Copie sera faite par le Héraut à son collègue dans le cadre de la mise à jour du Nobiliaire provincial.



Fait à Sainct-Anthoine-le-petit, ce vingt septième jour du mois de Juillet 1456



Voilà, à présent nous en avons terminé pour les formalités et nous allons nous retirer.


Phylogène ramassa tous ses documents, les rangea dans la sacoche et se rapprocha de Sylvestre afin de prendre congé de Lady.blueeyes et Pierre.
azdrine a écrit:
Arthur s'en alla très rapidement devant les yeux de tous et ce de façon assez incompréhensible. Sibella acta la succession et commença à regrouper ses affaires

Lady, je sais qu'une peine est longue à décroitre et qu'elle ne part jamais, si un jour le moral est bas, n'hésite pas surtout.

Puis se tournant vers Pierre.

Votre grace, recevez tous mes humbles souhaits de courage pour cette épreuve. Que Dieu vous guide dans cette épreuve douloureuse.

Il le salua d'un signe de tête et le couple de Vissac prit la direction de la sortie.
lady.blueeyes a écrit:
Phylogène tendit le parchemin de la succession nobiliaire à Pierre. Il le prit en remerciant la jeune femme. Il restait là immobile.

Sourire triste aux hérauts.


Je vous remercie et prendrai rendez-vous avec Auvergne pour la fusion des blasons et des nouveaux sceaux.

Lady, je sais qu'une peine est longue à décroitre et qu'elle ne part jamais, si un jour le moral est bas, n'hésite pas surtout.

Une main posée sur la sienne en signe de reconnaissance.

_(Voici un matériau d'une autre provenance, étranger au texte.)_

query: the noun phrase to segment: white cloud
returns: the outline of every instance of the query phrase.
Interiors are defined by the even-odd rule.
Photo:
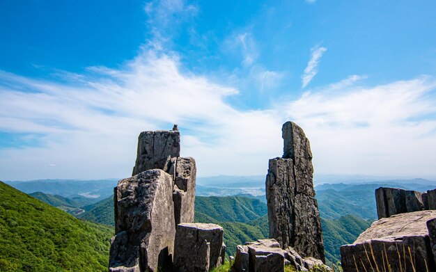
[[[0,179],[127,177],[139,133],[174,123],[199,176],[263,175],[282,154],[289,120],[306,132],[318,173],[435,176],[433,77],[366,87],[366,77],[352,75],[297,99],[276,97],[267,110],[240,110],[226,102],[238,90],[179,65],[148,51],[120,69],[61,73],[60,82],[1,72],[0,131],[32,135],[1,150]]]
[[[320,60],[326,51],[327,48],[318,46],[311,49],[311,59],[309,61],[306,69],[304,69],[304,74],[302,76],[302,87],[303,88],[306,88],[318,74],[318,66],[320,63]]]
[[[426,77],[337,83],[283,106],[309,136],[318,173],[435,178],[435,88]]]

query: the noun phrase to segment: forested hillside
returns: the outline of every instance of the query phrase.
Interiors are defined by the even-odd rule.
[[[0,182],[0,271],[106,271],[113,230]]]

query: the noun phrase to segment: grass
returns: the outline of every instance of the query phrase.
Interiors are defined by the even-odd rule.
[[[398,248],[398,244],[396,246],[396,253],[397,256],[398,257],[398,264],[399,268],[396,269],[395,271],[392,269],[392,266],[391,264],[391,260],[389,261],[389,258],[387,257],[387,250],[386,250],[386,247],[384,246],[384,249],[382,250],[382,266],[379,266],[379,264],[380,264],[380,259],[376,259],[374,250],[373,250],[373,246],[370,243],[369,248],[367,250],[366,247],[364,244],[364,249],[365,250],[365,255],[366,256],[366,260],[369,263],[369,266],[371,267],[367,267],[368,266],[364,264],[364,262],[360,259],[362,267],[364,268],[363,271],[359,269],[358,262],[356,261],[356,257],[353,255],[353,259],[355,261],[355,266],[356,267],[356,271],[357,272],[406,272],[407,271],[407,266],[412,268],[412,271],[413,272],[416,272],[416,258],[414,258],[414,255],[412,253],[412,250],[410,246],[406,246],[403,244],[403,248]],[[408,257],[408,258],[407,258]],[[377,262],[378,261],[378,262]],[[427,262],[426,260],[425,266],[426,266],[426,271],[429,272],[428,266],[427,265]],[[399,269],[399,270],[398,270]]]

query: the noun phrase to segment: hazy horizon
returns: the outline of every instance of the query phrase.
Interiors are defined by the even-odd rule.
[[[173,124],[198,177],[266,175],[288,120],[316,175],[436,179],[435,10],[1,1],[0,179],[127,177],[139,133]]]

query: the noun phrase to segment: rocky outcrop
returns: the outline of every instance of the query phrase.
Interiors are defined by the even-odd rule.
[[[436,209],[436,189],[425,193],[396,188],[375,190],[378,218],[405,212]]]
[[[174,181],[173,201],[176,225],[194,222],[196,167],[193,158],[169,158],[164,170]]]
[[[114,193],[109,271],[171,270],[176,234],[171,176],[149,170],[120,180]]]
[[[224,262],[223,228],[215,224],[181,223],[177,226],[174,271],[208,271]]]
[[[176,227],[194,221],[195,200],[195,160],[179,155],[177,125],[139,135],[134,176],[114,189],[109,271],[172,270]]]
[[[286,264],[294,266],[299,271],[307,271],[315,266],[329,270],[320,259],[313,257],[303,258],[291,247],[282,249],[274,239],[258,240],[238,246],[232,268],[235,272],[283,272]]]
[[[168,157],[180,156],[180,134],[176,125],[175,129],[139,134],[137,161],[132,175],[150,169],[164,169]]]
[[[313,190],[309,141],[296,124],[283,125],[282,158],[270,160],[266,178],[270,238],[281,248],[325,261],[321,221]]]
[[[343,271],[387,271],[388,263],[392,271],[436,271],[429,239],[435,218],[436,211],[420,211],[374,222],[353,244],[341,247]]]

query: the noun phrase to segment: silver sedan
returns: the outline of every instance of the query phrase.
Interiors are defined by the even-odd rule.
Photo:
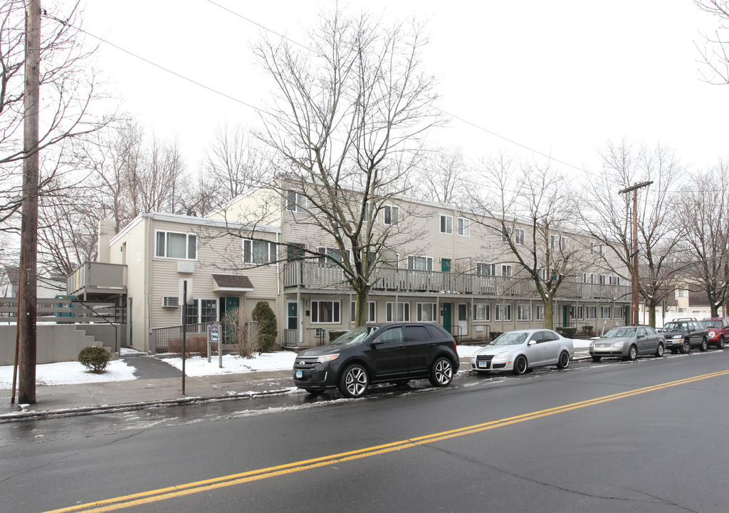
[[[502,333],[473,355],[471,367],[479,372],[511,371],[555,365],[566,369],[574,355],[572,339],[552,330],[517,330]]]

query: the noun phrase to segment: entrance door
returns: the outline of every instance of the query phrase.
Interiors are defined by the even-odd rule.
[[[450,303],[441,303],[440,308],[443,312],[443,328],[445,328],[448,333],[453,333],[451,331],[451,304]]]
[[[465,303],[459,303],[458,305],[458,325],[459,335],[465,336],[468,335],[468,305]]]

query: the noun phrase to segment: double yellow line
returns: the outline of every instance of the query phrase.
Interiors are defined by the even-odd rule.
[[[599,397],[588,401],[582,401],[578,403],[565,404],[564,406],[543,409],[539,412],[526,413],[522,415],[510,417],[499,420],[492,420],[491,422],[483,423],[483,424],[476,424],[448,431],[442,431],[440,433],[435,433],[430,435],[426,435],[424,436],[408,439],[407,440],[401,440],[399,441],[394,441],[390,444],[385,444],[383,445],[377,445],[372,447],[359,449],[357,450],[349,451],[348,452],[340,452],[338,454],[322,456],[321,458],[315,458],[311,460],[296,461],[291,463],[286,463],[286,465],[278,465],[273,467],[267,467],[265,468],[259,468],[257,470],[252,470],[247,472],[241,472],[240,474],[233,474],[229,476],[205,479],[204,481],[196,481],[195,482],[179,485],[177,486],[172,486],[166,488],[158,488],[157,490],[151,490],[147,492],[141,492],[139,493],[134,493],[122,497],[116,497],[114,498],[109,498],[104,501],[98,501],[96,502],[90,502],[85,504],[78,504],[68,508],[53,509],[52,511],[47,512],[46,513],[66,513],[66,512],[101,513],[101,512],[110,512],[116,509],[122,509],[124,508],[130,508],[152,502],[157,502],[177,497],[182,497],[192,493],[208,492],[218,488],[235,486],[235,485],[241,485],[252,481],[257,481],[259,479],[283,476],[287,474],[293,474],[295,472],[301,472],[305,470],[311,470],[312,468],[318,468],[319,467],[327,466],[329,465],[351,461],[352,460],[358,460],[362,458],[370,458],[371,456],[376,456],[378,455],[392,452],[394,451],[399,451],[403,449],[430,444],[440,440],[445,440],[448,439],[456,438],[456,436],[463,436],[464,435],[480,433],[481,431],[488,431],[495,428],[501,428],[511,424],[517,424],[527,420],[533,420],[543,417],[554,415],[558,413],[571,412],[572,410],[580,409],[580,408],[591,406],[596,404],[601,404],[602,403],[616,401],[617,399],[623,399],[634,396],[639,396],[649,392],[655,392],[656,390],[671,387],[676,387],[685,385],[687,383],[692,383],[696,381],[708,379],[712,377],[725,376],[726,374],[729,374],[729,370],[712,372],[708,374],[702,374],[701,376],[686,378],[685,379],[679,379],[677,381],[671,381],[667,383],[661,383],[660,385],[655,385],[652,387],[638,388],[634,390],[628,390],[627,392],[613,394],[612,396],[605,396],[604,397]]]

Merci Azdrine! Tu es bien placée pour savoir ce que nous vivons. Ma belle Tchii qui s'est éteinte il y a quelques mois...

Merci encore...soyez prudent sur le chemin du retour.


Les deux hérauts prirent congé les laissant seuls. Lady s'approcha de son neveu, passa un bras protecteur autour de lui.

Tu veux rester encore quelques instants ou nous rentrons?

Des yeux rougis, un regard à nouveau rempli de larmes.

Je veux rentrer à la maison tata. Me retrouver chez moi dans le lieu de mon enfance.

Lady avait saisi son allusion...ramassant toutes leurs choses. Elle tendit le mantel à Pierre, mit sa cape, ouvrit la porte et laissa passer son neveu avant de refermer celle-ci.

Viens...je vais te conduire à Pierrefort.

Il ne restait qu'eux, les gardes avaient soigné leurs montures et celles-ci arrivèrent des écuries reposées. Pied à l'étrier, ils chevauchèrent sur la route menant vers Pierrefort.